Wednesday, 6 June 2012


             Strict tobacco regulation in the world affected PTPN X who runs cigar tobacco business. According to Mochammad Cholidi, Corporate Secretary of PTPN X, with the tobacco regulation, big cigar consumption increasingly declines and it shifts to cigarillos, even currently, mini cigarillo products are growth.

            “Big ciger consumption currently only reaches 15% of the supply to Europe, while cigarillo and mini cigarillo consumption reaches 85%, he said. Demand for Certain types of tobacco which are mostly used as raw material for big cigar increasing declines (for example: FIN Tobacco a Sumateran tobacco variety planted in Jember and Vostenlanden tobacco planted in Kalten).

            With such a condition, demand for cigar tobacco is stagnant as total demand increases while volume tends to decrease. Therefore, PTPN X seeks other opportunity by developing tobacco type which is in high demand, such as Virginian tobacco to fill shortage in domestic consumption. Currently, the cigarette industries still import Virginian tobacco.

            Another opportunity is export to China. The country with the highest economic growth in the world, its number of muddle to upper class increases continuously. They change their lifestyles from cigarette to cigar consumption for status. This condition is expected to increase demand of cigar tobacco.

            Farmers society and PTPN officers have dominated tobacco business. All tobacco products are exported, and this is where oligopoly practice occurs where PTPN tobacco buyers are only two, namely HKC and Burger.

            Data of the past 10 years shows that production cost increases up to 15% as worker’s fee increases.

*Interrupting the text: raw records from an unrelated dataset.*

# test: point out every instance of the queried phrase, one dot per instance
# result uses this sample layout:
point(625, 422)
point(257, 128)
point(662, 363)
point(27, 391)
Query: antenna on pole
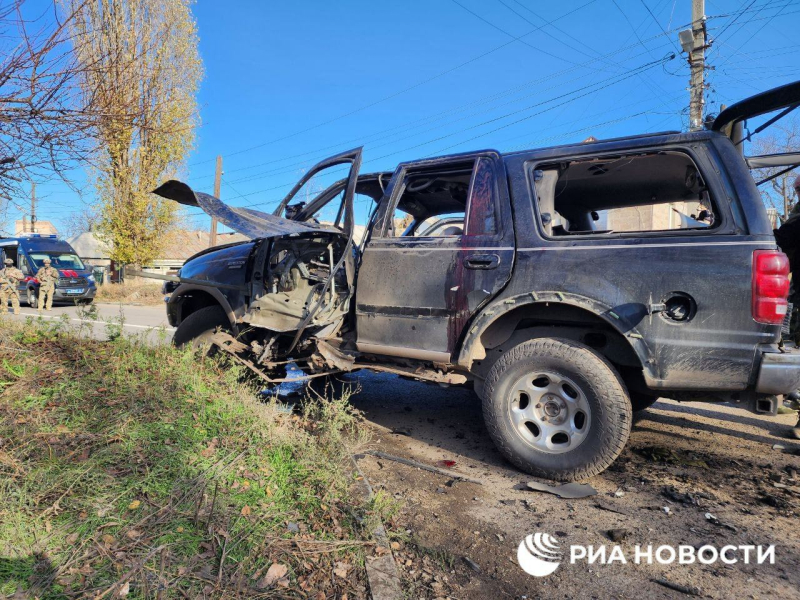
point(694, 43)
point(33, 207)
point(212, 236)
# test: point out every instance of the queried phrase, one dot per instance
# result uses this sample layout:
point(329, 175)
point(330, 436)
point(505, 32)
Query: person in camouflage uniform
point(47, 276)
point(788, 238)
point(10, 277)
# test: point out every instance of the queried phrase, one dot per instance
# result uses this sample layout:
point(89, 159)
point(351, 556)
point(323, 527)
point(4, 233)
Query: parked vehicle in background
point(76, 282)
point(570, 285)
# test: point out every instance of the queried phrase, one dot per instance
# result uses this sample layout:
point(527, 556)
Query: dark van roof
point(36, 241)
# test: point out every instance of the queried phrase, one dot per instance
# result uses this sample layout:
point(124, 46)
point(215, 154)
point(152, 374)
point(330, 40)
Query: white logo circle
point(538, 554)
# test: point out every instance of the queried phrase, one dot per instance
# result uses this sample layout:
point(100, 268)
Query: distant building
point(44, 227)
point(182, 244)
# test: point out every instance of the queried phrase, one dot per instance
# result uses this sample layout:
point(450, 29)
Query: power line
point(442, 114)
point(402, 91)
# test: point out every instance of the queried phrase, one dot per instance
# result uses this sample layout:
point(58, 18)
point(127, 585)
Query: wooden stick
point(690, 591)
point(423, 466)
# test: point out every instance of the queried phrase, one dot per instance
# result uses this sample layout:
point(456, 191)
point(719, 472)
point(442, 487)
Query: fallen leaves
point(210, 449)
point(276, 575)
point(341, 569)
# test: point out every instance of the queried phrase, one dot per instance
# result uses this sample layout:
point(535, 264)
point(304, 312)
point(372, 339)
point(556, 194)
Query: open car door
point(257, 224)
point(733, 122)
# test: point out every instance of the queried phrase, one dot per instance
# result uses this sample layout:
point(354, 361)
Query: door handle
point(482, 261)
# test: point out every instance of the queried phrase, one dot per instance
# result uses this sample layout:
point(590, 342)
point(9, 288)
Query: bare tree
point(139, 60)
point(80, 221)
point(44, 121)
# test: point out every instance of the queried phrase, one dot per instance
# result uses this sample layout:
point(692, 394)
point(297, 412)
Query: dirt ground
point(460, 539)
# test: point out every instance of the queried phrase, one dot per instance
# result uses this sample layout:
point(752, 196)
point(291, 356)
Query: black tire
point(196, 329)
point(328, 387)
point(640, 401)
point(605, 429)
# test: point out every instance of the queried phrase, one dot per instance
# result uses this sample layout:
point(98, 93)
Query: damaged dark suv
point(570, 286)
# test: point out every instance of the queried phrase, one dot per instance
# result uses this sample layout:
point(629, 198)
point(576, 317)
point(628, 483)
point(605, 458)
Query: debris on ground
point(617, 535)
point(419, 465)
point(472, 564)
point(684, 498)
point(568, 491)
point(683, 589)
point(670, 456)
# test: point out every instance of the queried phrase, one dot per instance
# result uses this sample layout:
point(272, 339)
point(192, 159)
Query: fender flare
point(491, 313)
point(185, 288)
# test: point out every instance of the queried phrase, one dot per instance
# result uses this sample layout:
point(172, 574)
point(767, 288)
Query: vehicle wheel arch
point(190, 298)
point(500, 321)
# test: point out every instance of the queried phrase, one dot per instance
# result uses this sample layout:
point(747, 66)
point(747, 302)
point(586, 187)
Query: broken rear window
point(659, 191)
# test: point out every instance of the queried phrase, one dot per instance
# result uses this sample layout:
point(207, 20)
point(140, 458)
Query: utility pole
point(697, 57)
point(33, 207)
point(212, 238)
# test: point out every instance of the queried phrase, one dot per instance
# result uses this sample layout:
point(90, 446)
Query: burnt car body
point(570, 285)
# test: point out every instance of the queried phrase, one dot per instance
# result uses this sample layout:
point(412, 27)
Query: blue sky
point(287, 84)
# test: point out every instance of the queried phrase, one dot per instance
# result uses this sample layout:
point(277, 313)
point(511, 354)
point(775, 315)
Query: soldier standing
point(47, 277)
point(10, 277)
point(788, 238)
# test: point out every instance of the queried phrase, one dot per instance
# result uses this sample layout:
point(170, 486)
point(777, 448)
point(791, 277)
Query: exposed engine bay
point(299, 298)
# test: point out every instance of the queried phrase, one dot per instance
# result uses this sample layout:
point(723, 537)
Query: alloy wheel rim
point(549, 412)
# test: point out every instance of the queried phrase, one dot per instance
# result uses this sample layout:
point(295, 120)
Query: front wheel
point(556, 409)
point(198, 328)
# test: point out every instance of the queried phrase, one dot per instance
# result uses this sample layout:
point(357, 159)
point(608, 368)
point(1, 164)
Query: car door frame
point(457, 282)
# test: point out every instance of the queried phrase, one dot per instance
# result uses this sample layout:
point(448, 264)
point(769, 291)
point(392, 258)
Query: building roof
point(45, 227)
point(181, 245)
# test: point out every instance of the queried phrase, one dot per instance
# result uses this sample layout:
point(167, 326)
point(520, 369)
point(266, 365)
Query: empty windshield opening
point(58, 260)
point(659, 191)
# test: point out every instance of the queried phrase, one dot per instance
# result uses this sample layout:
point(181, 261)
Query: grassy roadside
point(130, 292)
point(147, 472)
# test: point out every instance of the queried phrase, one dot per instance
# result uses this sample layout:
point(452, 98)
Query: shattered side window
point(482, 204)
point(648, 192)
point(432, 202)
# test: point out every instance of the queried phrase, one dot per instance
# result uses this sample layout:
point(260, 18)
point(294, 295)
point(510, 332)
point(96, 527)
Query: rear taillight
point(770, 286)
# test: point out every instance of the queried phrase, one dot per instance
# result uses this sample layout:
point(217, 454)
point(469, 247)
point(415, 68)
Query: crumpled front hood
point(252, 223)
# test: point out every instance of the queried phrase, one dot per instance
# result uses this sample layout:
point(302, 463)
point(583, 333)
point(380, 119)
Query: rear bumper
point(779, 372)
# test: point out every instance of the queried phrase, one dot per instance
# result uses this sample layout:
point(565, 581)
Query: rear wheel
point(556, 409)
point(199, 327)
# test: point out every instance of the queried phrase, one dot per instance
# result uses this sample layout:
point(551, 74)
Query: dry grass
point(148, 472)
point(130, 292)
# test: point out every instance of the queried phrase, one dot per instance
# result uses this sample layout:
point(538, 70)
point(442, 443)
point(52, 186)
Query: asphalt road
point(148, 321)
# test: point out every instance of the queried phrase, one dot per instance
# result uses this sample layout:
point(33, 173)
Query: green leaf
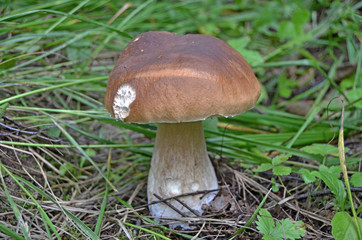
point(282, 170)
point(252, 57)
point(356, 179)
point(354, 95)
point(322, 149)
point(265, 222)
point(286, 30)
point(283, 229)
point(239, 43)
point(344, 227)
point(264, 167)
point(307, 176)
point(300, 17)
point(281, 159)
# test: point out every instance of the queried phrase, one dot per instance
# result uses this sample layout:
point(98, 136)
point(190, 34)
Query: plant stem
point(342, 159)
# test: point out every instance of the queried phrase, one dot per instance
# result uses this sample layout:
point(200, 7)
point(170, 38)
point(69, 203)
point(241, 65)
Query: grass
point(70, 171)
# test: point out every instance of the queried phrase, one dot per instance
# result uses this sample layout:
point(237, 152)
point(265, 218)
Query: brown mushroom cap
point(166, 77)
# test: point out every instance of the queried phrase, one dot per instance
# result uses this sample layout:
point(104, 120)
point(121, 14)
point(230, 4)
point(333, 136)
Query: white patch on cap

Price of fertilizer increases, land lease increases, and wage also increases. But, for 10 years, selling price to these two buyers only increases 1%.

            Almost all risks and Costs are born by PTPN X. So, if buyer only chooses some tobacco qualities, the loss risk of PTPN X is very large. In solving this problem, PTPN X conducts negotiation with buyers so that the risk is born mutually.

            There is already one prospective buyer and an MoU will soon be signed. Now, the buyers must convey how much tobacco they need and the estimated price. If there is loss potency, PTPN X will not plant tobacco. In the future, PTPN X will continuously increase quality. If this can be implemented, tobacco business in the future will improve.

            Currently, Indonesia supplies 34% of word’s demand of naoogst tobacco, and 25% of it is from East Java. Each year, the condition continuously decreases. PTPN’s planting area for this kind of tobacco increasingly declines as it considers buyer’ demand and existing stock.

            M. Koencoro, Chairman of Indonesian Tobacco Association, stated that cigar tobacco market in America has been closed for Indonesia so Indonesia needs to seek other markets, and Asian countries are Indonesia’s main attention. So far, 10% of total Indonesia’s cigar tobacco export is to America, but strict trade protection has made the market disappear.

            Indonesia must export cigar tobacco as its share in the domestic market is very small or only 5%, and the remaining is exported to Europe. Cigar industry in Indonesia does not develop because price of cigar is expensive and it is exclusive.

            China is a potential market because its number of smokers reaches 301 million people or 28% of total population. It has become a culture to give cigar as souvenir among the upper class society in China, so this opportunity must be used. Inodnesia is not included in the China’s Top 10 tobacco suppliers.